BALTIMORE (AP) — Mayor Sheila Dixon accepted fur coats and airplane tickets from a prominent Baltimore developer and took several lavish trips with him in 2003 and 2004, according to court documents made public Tuesday.
Documents obtained by The (Baltimore) Sun detail several gifts from developer Ronald H. Lipscomb to Dixon and revealed the focus of an investigation into Dixon’s financial dealings.
The mayor, who was City Council president at the time, did not include the gifts on her financial disclosure statements, the documents show. City officials are required by law to disclose gifts from people doing business with the city.
The disclosure prompted Dixon and Lipscomb to acknowledge a personal relationship in late 2003 and early 2004. They denied that the relationship affected Lipscomb’s dealings with City Hall.

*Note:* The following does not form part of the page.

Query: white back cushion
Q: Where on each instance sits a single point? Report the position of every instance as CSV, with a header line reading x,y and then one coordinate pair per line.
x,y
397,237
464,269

“In late 2003 and early 2004, I had a personal relationship with Ron Lipscomb. We were both separated from our respective spouses at the time, we traveled together and exchanged gifts on special occasions,” Dixon said in a statement. “Our brief relationship was personal, and it did not influence my decisions related to matters of city government.”
The state prosecutor’s office has been scrutinizing Dixon’s financial dealings for more than two years. But it had no comment Tuesday on the documents and refused to confirm or deny the existence of specific investigations.
At the time of the relationship, the city gave tax breaks to Lipscomb’s company, Doracon Contracting Inc., for a $97 million apartment, condominium and retail complex known as Spinnaker Bay, the documents suggested. They indicated Dixon also voted in favor of other Doracon projects as president of the city’s Board of Estimates.
Investigators “believe that a corrupt relationship exists between City Council President Sheila Dixon, developer Ronald Lipscomb, and Dennis Cullop,” vice president of the developer’s company Doracon Contracting Inc., according to the documents.
The documents obtained by The Sun were filed in support of a search warrant executed at Doracon’s offices last November. Witnesses in the Dixon case have been called to testify before a grand jury this week and next.
Dixon divorced her second husband, Thomas Hampton, in 2006. The mayor’s spokesman, Sterling Clifford, said Dixon had never been asked previously about her personal relationship with Lipscomb.
The documents showed Cullop used a credit card belonging to Doracon to buy a $2,000 gift certificate from a Baltimore County furrier on Dec. 24, 2003. Dixon used the gift certificate toward two fur coats purchased in January 2004, the documents showed.
After prosecutors raided her home last week, Dixon told reporters she owns “several” furs but declined to say if they were gifts.
The documents also detail several trips by Dixon and Lipscomb.
The pair took an Amtrak train to New York on Feb. 18, 2004 — the day the Board of Estimates approved the Spinnaker Bay tax breaks. Credit card receipts show that Lipscomb paid $2,089.84 for two nights at a luxury hotel and he paid Dixon’s return trip.
Dixon’s $1,518.20 airfare for a trip to Chicago in March 2004 was charged to Cullop’s credit card, the documents showed. They noted Dixon and Lipscomb also traveled together to Boston and Avon, Colo., and Lipscomb was among the guests at Dixon’s 50th birthday party in the Bahamas in December 2003.
Dixon’s attorney, Dale P. Kelberman, did not return a message for comment.
Lipscomb’s attorney, Gerard P. Martin, said the documents did not implicate his client.
“In Mr. Lipscomb’s entire business career, he has never asked an elected official, including Ms. Dixon, to do anything for him or his business,” Martin said.